Bryan's challenge isn't math-specific but it could help a lot of math teachers. Our expectations for teacher collaboration exceed our opportunities, and changing this involves a lot of people and resources. In some countries there are limits to how many student contact hours a teacher can have because they are expected to be collaborating with or observing other teachers for several hours each day. What if we did that in the United States? We'd have to seriously rethink our resources. Suppose you currently teach six periods a day with about 24 students in each class. What if you only taught four periods with 36 students in each class, and you had the extra two periods to work with other teachers to ensure your instruction in those four periods was better? (For those of you who already have 36 students in your classes and are working out even larger classes in your heads, I'm sorry.) Or, instead of changing class sizes, what if salaries were lowered to accommodate the hiring of extra teachers?
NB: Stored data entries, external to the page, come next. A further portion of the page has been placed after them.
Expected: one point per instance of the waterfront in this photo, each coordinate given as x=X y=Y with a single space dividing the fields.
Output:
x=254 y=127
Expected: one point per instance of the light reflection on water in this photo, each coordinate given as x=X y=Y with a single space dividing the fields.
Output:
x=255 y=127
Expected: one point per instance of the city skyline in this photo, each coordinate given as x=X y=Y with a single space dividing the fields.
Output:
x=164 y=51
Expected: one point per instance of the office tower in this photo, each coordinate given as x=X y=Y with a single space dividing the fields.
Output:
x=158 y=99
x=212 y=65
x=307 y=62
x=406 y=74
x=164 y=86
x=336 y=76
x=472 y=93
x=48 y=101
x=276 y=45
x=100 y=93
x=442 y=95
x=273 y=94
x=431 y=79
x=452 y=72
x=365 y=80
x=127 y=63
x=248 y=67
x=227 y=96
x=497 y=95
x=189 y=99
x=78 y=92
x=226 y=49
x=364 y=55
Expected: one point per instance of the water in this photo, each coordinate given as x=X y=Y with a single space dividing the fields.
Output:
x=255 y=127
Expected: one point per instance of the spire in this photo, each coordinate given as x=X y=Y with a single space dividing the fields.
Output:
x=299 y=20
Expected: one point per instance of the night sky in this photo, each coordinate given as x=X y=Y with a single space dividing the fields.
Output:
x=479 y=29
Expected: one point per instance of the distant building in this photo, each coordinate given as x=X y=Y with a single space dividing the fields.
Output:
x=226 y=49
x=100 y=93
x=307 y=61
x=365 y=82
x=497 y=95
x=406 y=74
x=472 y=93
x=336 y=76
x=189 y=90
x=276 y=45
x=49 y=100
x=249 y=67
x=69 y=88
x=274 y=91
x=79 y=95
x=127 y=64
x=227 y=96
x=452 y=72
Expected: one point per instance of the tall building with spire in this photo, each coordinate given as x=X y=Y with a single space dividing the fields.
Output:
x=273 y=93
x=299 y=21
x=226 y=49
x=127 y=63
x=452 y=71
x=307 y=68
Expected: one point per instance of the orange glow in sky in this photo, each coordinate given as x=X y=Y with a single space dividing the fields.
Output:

While these questions suggest difficult choices, they do seem like questions that could be answered with adequate research, and maybe there exists some research already that could help us answer them. Still, research in education isn't always very effective at changing school cultures or how resources are allocated. I don't want to sound too pessimistic, but I'm thinking that Bryan's challenge is going to have to focus as much on understanding and developing cultures of collaboration amongst teachers as it would scheduling and resource allocations.

Parting Thoughts

While it may have been personally beneficial for me to put a couple thousand words into a grand challenge I thought about on my own, I realize that our best hopes for meeting a grand challenge come when we share and push each other's ideas. As a student of curriculum and instruction, I find much to like in Robert and Patrick's thoughts about curriculum and David and Bryan's thoughts about instruction. There's some really meaty stuff there.

I've also tried to think about what wasn't mentioned as a challenge. Nobody said, "I really think we need to better understand how students think about ratio/functions/number/proof/etc." While people are hard at work on such questions, I don't think there's any widespread perception that a lack of research in specific areas of student mathematical understanding is what is holding us back. (If there's a challenge I should be writing about, it's about the dissemination and use of this information.) I'm also happy to see that people weren't writing challenges involving new sets of academic standards. It's rather unfortunate that so much energy is being put into debating Common Core when it seems quite likely that standards account for little of the variability in student outcomes. We have a list of stuff we want students to learn. Fine. I'm ready to focus more of our efforts on the learning, not the list.

Lastly, to touch briefly on the challenge I hinted at near the top of this post, I didn't see any equity-focused grand challenges. I think I speak for Robert, Patrick, David, and Bryan when I say we all believe in achieving equitable participation and outcomes in mathematics education. Then again, we can't just say that and expect equity to come about by accident. There are elements of each challenge mentioned that could be used to promote equity, but it's going to take a more explicit focus than we've given it. In fact, maybe the first step is to significantly change the representation implied when I say "we." It seems simple enough, but privilege has a way of producing thoughts of "for" and "to" instead of "with," and that's a challenge for the kinds of people and organizations who pose challenges.